The corresponding economics of computing are all around us – a smartphone has more computing power than mainframe computers of some decades ago.

This is the result of amazing innovations (many in the US) in optics, robotics, chemistry and software to integrate the various parts of the production process. Workers are highly trained technicians able to control remotely very complex and costly machines. In fact, robots do the process work because the cleanliness levels are so high that humans cannot come in contact with the production in process lest they contribute dust particles. 

I mentioned the values of close integration of production with product development. My experience with a chip-producing company in the Warburg Pincus portfolio is relevant. This company was a pioneer in producing low-cost microcontroller chips for the consumer-electronics industry such as TV remote controllers and consumer appliances.

The company operated its own production plant in the US and was able quickly to produce products needed by its global customers that required fast response to consumer-market needs. Because of the close integration of engineering design and production, it achieved good sales growth, profitability and advantage over fierce competition.

This came to an end when the company was eventually acquired by another investment group that decided to cut capital costs by outsourcing production to a Taiwanese company. The close functional links were lost and the company lost its nimble response to market needs. As a result, it lost its competitive advantage as customer response deteriorated. The company could not compete profitably and eventually disappeared.

Building flexible high-tech companies is neither easy nor cheap, and capital availability is key. I don’t want to minimize the technical challenges in designing such flexible factories. Designers and technologists have to integrate many different disciplines, design sophisticated software and ensure that the proper parameters are controlled.

They will also discover how difficult it is to scale products from the laboratory to cost-effective production, as I learned from experience. At RCA I was once responsible for developing a new silicon industrial-market transistor. I successfully completed a large number of samples in my laboratory and then proceeded to set up a production line in a new factory.

I set up automated equipment that would replicate my laboratory equipment but at a much larger scale. The plant had to produce millions of devices annually – a far step from the dozens made in my laboratory. I had noted with great care the process steps, and the equipment was set up to replicate these conditions.

Then reality set in – production began but the yields were very low and erratic. As the operation proceeded, the cost targets and volume targets could not be met. I had to determine where the mechanization failed to replicate my successful laboratory process, and this is where I learned the importance of smart production people.

With a selected team of 12 technicians, we systematically checked each process step with careful measurements and compared them to the laboratory data.
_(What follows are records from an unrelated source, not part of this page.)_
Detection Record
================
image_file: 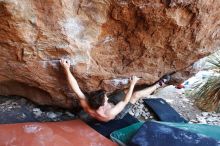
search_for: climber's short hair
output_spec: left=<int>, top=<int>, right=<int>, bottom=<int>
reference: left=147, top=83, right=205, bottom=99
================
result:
left=87, top=90, right=106, bottom=110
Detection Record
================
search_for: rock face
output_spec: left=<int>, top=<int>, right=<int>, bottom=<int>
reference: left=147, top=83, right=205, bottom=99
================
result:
left=0, top=0, right=220, bottom=108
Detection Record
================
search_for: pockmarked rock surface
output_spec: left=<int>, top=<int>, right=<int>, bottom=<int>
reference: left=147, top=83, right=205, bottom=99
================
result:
left=0, top=0, right=220, bottom=108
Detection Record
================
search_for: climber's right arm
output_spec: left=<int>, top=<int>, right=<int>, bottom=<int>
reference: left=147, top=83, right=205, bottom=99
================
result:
left=60, top=59, right=86, bottom=100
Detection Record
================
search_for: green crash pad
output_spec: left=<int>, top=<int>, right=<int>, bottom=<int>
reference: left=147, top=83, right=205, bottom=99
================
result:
left=110, top=121, right=220, bottom=145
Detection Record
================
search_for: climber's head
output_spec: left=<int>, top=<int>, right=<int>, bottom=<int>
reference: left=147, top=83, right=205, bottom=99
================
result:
left=88, top=90, right=108, bottom=110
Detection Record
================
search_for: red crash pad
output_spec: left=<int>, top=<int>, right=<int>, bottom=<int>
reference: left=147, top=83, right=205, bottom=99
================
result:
left=0, top=120, right=117, bottom=146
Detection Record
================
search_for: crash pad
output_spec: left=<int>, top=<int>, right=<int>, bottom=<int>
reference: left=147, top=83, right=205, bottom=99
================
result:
left=0, top=120, right=116, bottom=146
left=162, top=122, right=220, bottom=141
left=110, top=122, right=144, bottom=146
left=110, top=121, right=220, bottom=145
left=129, top=121, right=219, bottom=146
left=143, top=98, right=187, bottom=123
left=88, top=113, right=139, bottom=138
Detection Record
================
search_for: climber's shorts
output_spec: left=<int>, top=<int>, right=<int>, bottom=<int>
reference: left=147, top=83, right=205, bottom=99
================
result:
left=115, top=102, right=134, bottom=120
left=108, top=90, right=134, bottom=120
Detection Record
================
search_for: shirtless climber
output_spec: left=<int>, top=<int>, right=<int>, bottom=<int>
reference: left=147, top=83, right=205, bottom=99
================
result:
left=60, top=59, right=169, bottom=122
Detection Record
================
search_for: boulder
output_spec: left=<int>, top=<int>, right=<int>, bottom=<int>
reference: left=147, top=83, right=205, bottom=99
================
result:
left=0, top=0, right=220, bottom=108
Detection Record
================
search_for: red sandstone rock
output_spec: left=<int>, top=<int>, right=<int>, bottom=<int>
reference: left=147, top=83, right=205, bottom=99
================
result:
left=0, top=0, right=220, bottom=107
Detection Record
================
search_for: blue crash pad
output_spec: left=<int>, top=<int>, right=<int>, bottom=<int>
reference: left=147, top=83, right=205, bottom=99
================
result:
left=143, top=98, right=187, bottom=123
left=129, top=121, right=219, bottom=146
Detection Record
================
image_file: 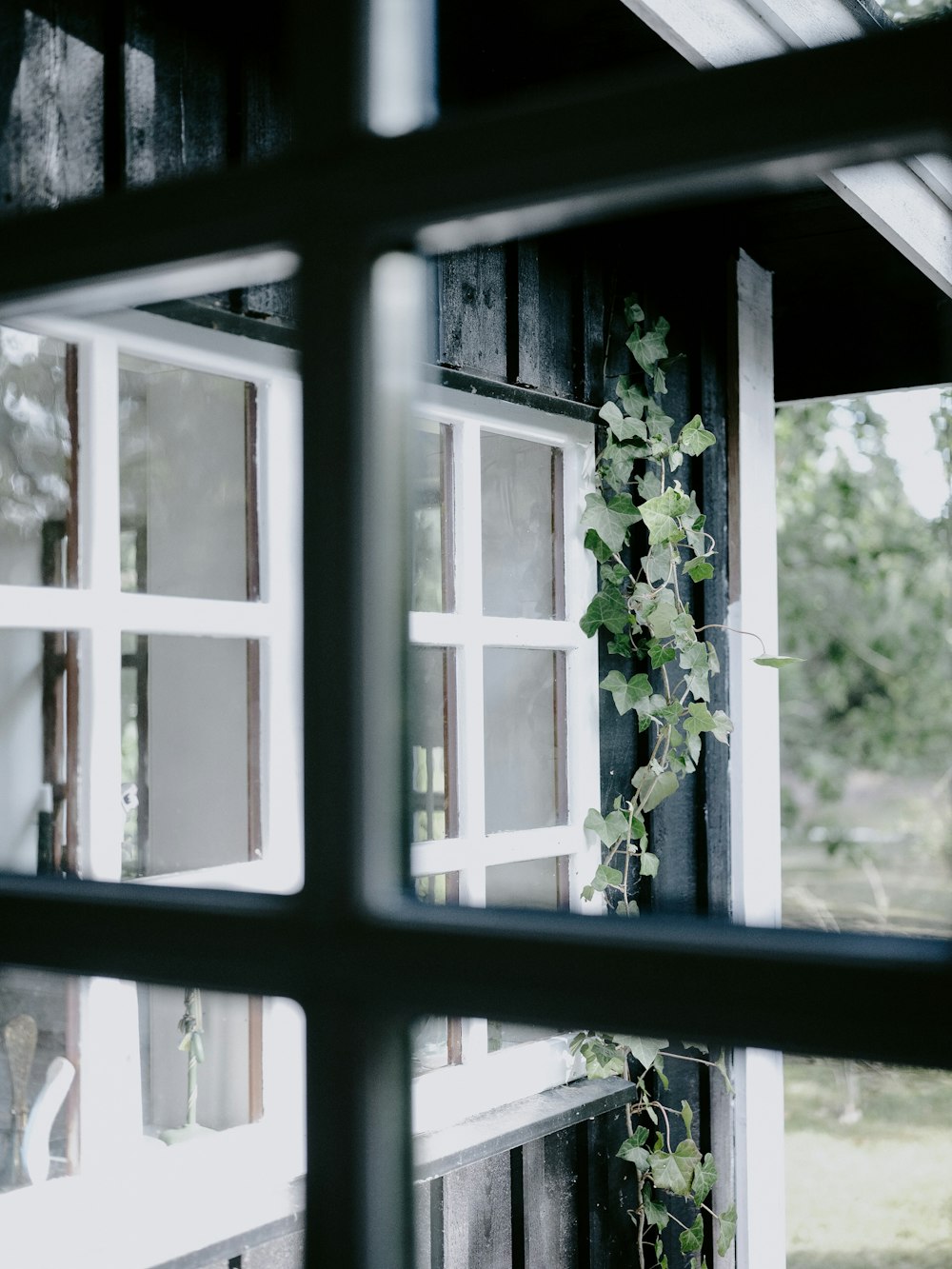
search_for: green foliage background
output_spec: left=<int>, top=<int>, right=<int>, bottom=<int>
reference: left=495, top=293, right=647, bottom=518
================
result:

It took weeks of careful detective work to discover why the laboratory process was not being replicated – the automated equipment was not sufficiently temperature-controlled.

The effort was not wasted. This transistor, the 2N2102 type, is still commercially available decades after its development.

Henry Kressel is a technologist, inventor and long-term Warburg Pincus private equity investor. Among his technological achievements is the pioneering of the modern semiconductor laser device that enables modern communications systems. He is the author, with N Winarsky, of If You Want to Change the World: A Guide to Creating, Building and Sustaining Breakthrough Ventures (Harvard Business Press, 2015).